Das ist vollendeter Blödsinn, gewiß, aber ich weiß, so werde ich es erleben.

Die Schöne verliert einen Handschuh. Ich hebe ihn auf, drücke ihn an meine Lippen und überreiche ihr ihn. Es entspinnt sich ein Gespräch. Ich lasse den Geist spielen, den ich nicht besitze, und rede allerliebstes dummes Zeug. Ebensolches bekomme ich zu hören. Ich gebe mir noch mehr Mühe. Meine Reden und Gedanken sprühen wie Brillantfeuerwerk. Mit einem Worte: ich bin entzückt – und entzückend.

Es ist die Zeit des Abendessens. Ich werde eingeladen und nehme an. Ein Souper ohnegleichen. (Meine Phantasie ist eine famose Köchin!) Edlen alten Wein in Kristallgläsern. Getrüffelter Fasan auf drachengeschmücktem Porzellan.

Das Mahl währt bis tief in die Nacht hinein, die ich selbstverständlich nicht im eigenen Bett beschließe.

Ein andermal treffe ich meine Fee im Walde. Ich gehe spazieren. Eine Fuchsjagd saust an mir vorüber. Hörnerklang, bellende Meute, der Master und das rote Feld der Reiter, alles fliegt blitzschnell über meinen Weg. Meine Schöne in Dreß, auf einem schlohweißen feurigen Araberhengst. Auf den ersten Blick erkenne ich die kühne schöne Reiterin! Da … der Schimmel scheut … wird ungehorsam … sie reißt ihn in den Zügeln … er geht ihr durch … und in Karriere auf einen tiefen Abgrund zu …

Natürlich stehe ich – vom Himmel hingesetzt – dort bereit, halte den durchgebrannten Gaul mit kecker Hand auf und nehme die ohnmächtig gewordene Prinzessin in meine Arme. Ich bringe sie ins Leben zurück und in ihr Schloß.

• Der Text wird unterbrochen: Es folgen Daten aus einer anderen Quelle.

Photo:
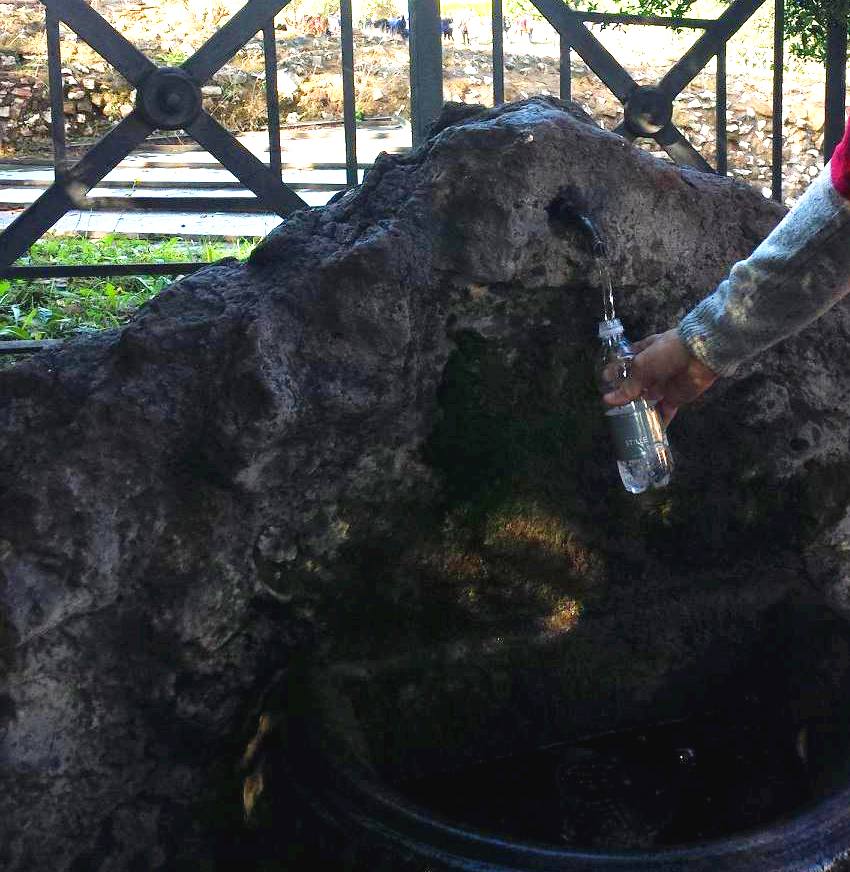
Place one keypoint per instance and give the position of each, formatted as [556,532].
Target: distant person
[799,272]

Welche edle Frau versagt ihrem mutigen Lebensretter ihr Herz? Keine! Dankbarkeit ist immer schon halbe Liebe.

Das ist nicht nur romantisch; das ist ebenso verrückt wie unmöglich! Meinetwegen! Ich liebe nun einmal alles, was aus dem Alltag führt.

Genug der Ungereimtheiten und des Aufkritzelns! Du siehst, wenn ich einen Brief zu schreiben beginne, wird gleich ein ganzes Buch daraus! Jetzt lege ich aber die Feder für heute hin. Nun will ich etwas erleben … Ach, da bin ich wieder bei meinem alten Liede: bei der Sehnsucht nach einer Geliebten. Von neuem gehe ich auf die Suche. Wo sie auch verborgen sein mag: ich muß sie finden! Und wohnte sie am Nordpol oder auf dem Mars!

Ich werde mich auf das Allersorgfältigste kleiden, mein Haus verlassen und nicht anders heimkehren als mit der Geliebten meiner Träume!